Di masa depan, manusia dibagi menjadi 5 faksi : Abnegation (yang tidak mementingkan diri sendiri), Amity (yang cinta damai), Candor (yang jujur), Dauntless (yang pemberani) and Erudite (yang pandai). Setiap faksi mewakili sifat manusia yang dianggap mulia demi menghindari keburukan manusia yang terjadi di masa lampau dan setiap faksi memiliki nilai dan adat yang sangat berbeda satu sama lain. Ketika mencapai usia 6 tahun, mereka harus mengikuti serangkaian tes yang akan menganalisa faksi yang cocok untuk mereka. Apabila mereka memilih faksi yg berbeda dari faksi awalnya, mereka harus meninggalkan keluarga mereka. Ada proses inisiasi yang berbeda-beda di setiap faksi, yang harus diikuti calon untuk lolos menjadi anggota faksi.

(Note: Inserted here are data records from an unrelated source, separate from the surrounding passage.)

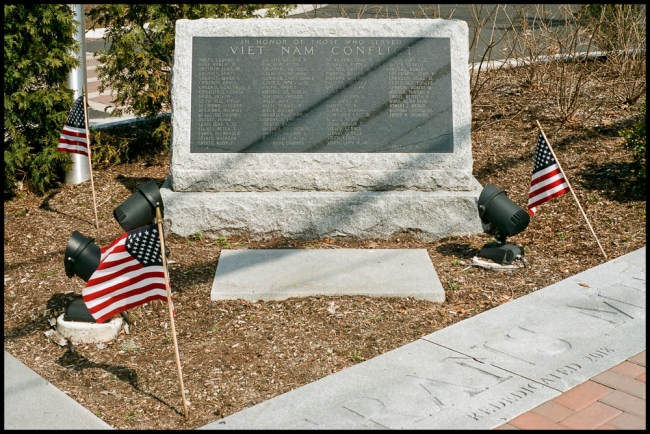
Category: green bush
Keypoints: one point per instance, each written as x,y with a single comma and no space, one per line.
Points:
635,140
37,61
137,65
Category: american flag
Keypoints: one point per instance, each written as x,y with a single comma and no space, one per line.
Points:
548,181
73,137
130,273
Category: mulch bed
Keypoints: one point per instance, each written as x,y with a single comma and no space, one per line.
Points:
236,354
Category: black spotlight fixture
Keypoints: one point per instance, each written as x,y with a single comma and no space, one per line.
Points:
81,259
497,209
82,256
139,209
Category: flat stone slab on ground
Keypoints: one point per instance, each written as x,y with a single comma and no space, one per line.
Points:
278,274
481,372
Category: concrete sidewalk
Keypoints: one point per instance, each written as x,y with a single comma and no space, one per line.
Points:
570,353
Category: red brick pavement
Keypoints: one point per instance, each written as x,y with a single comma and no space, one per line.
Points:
614,399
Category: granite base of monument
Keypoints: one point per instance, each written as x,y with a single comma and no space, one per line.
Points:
321,127
305,215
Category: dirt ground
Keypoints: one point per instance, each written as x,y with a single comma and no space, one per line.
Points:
236,354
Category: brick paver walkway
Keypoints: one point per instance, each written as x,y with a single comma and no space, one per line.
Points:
614,399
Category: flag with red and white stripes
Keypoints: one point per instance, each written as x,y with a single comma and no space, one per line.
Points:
548,182
73,136
130,273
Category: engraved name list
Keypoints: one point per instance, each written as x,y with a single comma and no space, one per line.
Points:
324,95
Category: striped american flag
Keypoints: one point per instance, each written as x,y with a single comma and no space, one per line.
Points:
130,273
73,136
548,181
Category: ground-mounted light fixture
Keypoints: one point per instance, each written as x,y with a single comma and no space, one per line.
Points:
82,255
497,209
139,209
81,259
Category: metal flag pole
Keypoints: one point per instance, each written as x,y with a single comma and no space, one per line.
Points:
571,188
169,303
90,164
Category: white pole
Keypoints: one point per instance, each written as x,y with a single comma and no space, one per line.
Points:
80,170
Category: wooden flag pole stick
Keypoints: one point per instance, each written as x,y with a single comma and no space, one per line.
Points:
90,161
171,310
571,188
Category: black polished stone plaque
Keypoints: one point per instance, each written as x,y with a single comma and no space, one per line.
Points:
334,95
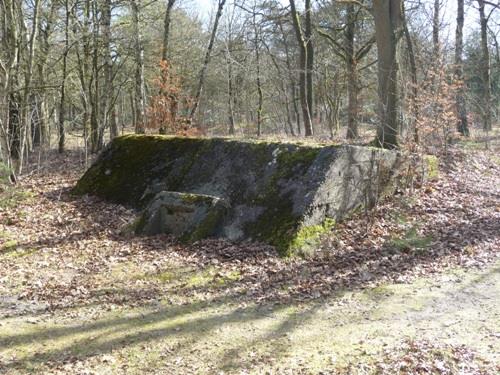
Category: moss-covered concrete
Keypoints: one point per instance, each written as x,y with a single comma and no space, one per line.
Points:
278,193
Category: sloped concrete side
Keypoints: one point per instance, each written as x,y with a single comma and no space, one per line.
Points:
282,194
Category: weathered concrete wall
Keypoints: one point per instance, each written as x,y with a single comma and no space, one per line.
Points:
282,194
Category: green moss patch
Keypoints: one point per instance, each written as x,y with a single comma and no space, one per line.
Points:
270,188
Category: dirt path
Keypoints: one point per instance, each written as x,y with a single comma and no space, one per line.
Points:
414,287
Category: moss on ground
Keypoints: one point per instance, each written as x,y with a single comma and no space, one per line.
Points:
431,166
411,240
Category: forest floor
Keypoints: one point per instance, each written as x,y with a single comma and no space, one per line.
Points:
410,288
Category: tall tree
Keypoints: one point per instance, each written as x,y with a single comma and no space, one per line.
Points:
62,101
388,17
305,70
140,91
485,68
206,61
462,126
166,28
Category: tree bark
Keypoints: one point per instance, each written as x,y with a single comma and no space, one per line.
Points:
303,69
462,126
166,29
387,15
485,68
140,94
206,61
62,103
352,73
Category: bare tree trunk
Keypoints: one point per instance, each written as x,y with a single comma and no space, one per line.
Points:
230,92
208,54
95,139
62,103
463,126
140,105
485,68
413,76
166,29
309,59
303,69
108,115
436,46
352,73
387,15
291,79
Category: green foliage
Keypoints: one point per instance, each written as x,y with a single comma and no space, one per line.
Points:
431,166
411,241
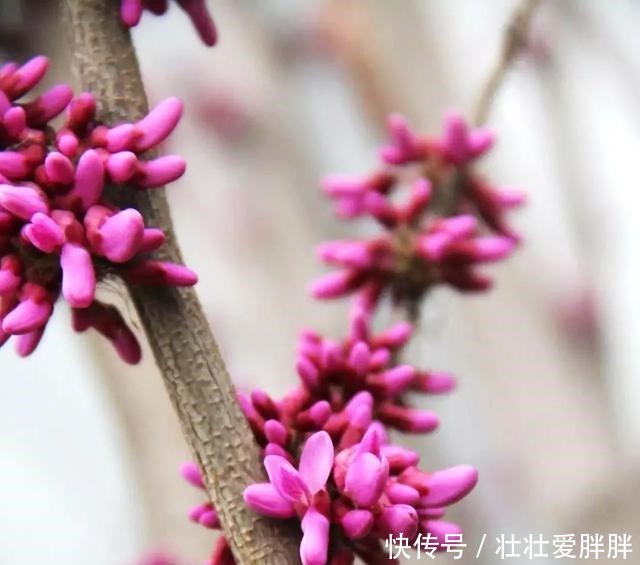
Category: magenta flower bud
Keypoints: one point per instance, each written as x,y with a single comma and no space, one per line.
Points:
394,381
31,313
265,499
332,355
275,449
152,239
78,276
461,145
420,198
157,124
121,138
121,166
432,247
492,248
191,473
402,494
366,478
161,171
348,253
359,357
161,273
395,336
264,404
210,520
27,343
408,419
308,372
480,141
335,284
363,398
430,513
379,359
15,121
22,201
315,538
48,105
88,182
357,523
434,382
398,519
405,145
440,529
399,458
80,112
380,208
58,168
316,416
67,143
463,225
121,235
27,76
10,274
275,432
43,233
450,485
131,12
316,461
13,165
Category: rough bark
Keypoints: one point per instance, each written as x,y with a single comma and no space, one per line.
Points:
183,345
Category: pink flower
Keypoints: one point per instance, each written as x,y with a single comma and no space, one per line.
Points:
59,233
411,255
299,492
131,12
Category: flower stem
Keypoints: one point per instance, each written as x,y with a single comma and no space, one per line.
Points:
185,350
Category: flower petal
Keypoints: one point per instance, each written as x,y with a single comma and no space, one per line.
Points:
316,461
315,540
450,485
265,499
286,479
366,478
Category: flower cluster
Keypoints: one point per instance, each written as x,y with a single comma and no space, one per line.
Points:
59,233
328,455
131,12
434,236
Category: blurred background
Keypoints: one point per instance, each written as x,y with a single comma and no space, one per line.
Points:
548,363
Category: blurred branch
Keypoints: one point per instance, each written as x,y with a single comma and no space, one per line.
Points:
514,41
193,371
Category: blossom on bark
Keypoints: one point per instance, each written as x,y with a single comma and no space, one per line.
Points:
326,447
131,12
61,231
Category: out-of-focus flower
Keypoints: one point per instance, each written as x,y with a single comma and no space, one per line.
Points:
424,242
131,12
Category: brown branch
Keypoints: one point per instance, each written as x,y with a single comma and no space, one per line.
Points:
514,40
184,348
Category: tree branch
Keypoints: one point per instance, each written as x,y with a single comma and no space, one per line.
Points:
514,40
184,348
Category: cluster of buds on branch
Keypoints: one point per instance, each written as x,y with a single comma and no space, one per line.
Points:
131,12
434,236
60,232
328,454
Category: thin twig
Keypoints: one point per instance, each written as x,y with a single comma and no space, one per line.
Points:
183,346
514,40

Tokoh utama dalam cerita ini adalah Beatrice Prior yang mendapatkan hasil tes unik, yaitu memiliki 3 kemungkinan, bahkan bisa “mengakali” tes simulasi. Orang yang mendapatkan hasil seperti Betrice disebut DIvergent, dan dianggap sesuatu yang berbahaya. Plot cerita pada buku 1 ini menceritakan asal muasal Tris (Panggilan Beatrice), pilihan serta perjuangannya untuk masuk Dauntless, hingga menemukan sahabat, kekasih, bahkan musuh.

Buku ini banyak memberikan pandangan mengenai pencarian jati diri, di mana kali ini tokoh utama wanitanya justru bukan berhati baik total dan “diijinkan” memiliki sifat egois. Dekat dengan berbagai pergumulan yang dialami oleh para remaja, buku ini akan cocok di hati pembaca muda. Sayangnya buku ini sarat dengan kekerasan, sehingga (menurutku) dapat menanamkan ajaran yang salah.

Cara penulisan Veronica Roth cukup ringan untuk dimengerti, seru untuk diikuti. Ceritanya berjalan dengan cepat, tidak menyangka bahwa beberapa masalah langsung terjadi pada buku satu. Hubungan tiap karakter terasa lebih kompleks dan realistis, meski masih kurang mengeksplor tiap karakter kepada pembaca sehingga tidak terlalu berkesan atau kurang membuat simpatik terhadap mereka.

Divergent direkomendasikan untuk mereka yang menyukai novel-novel fiksi! my score is 8/10.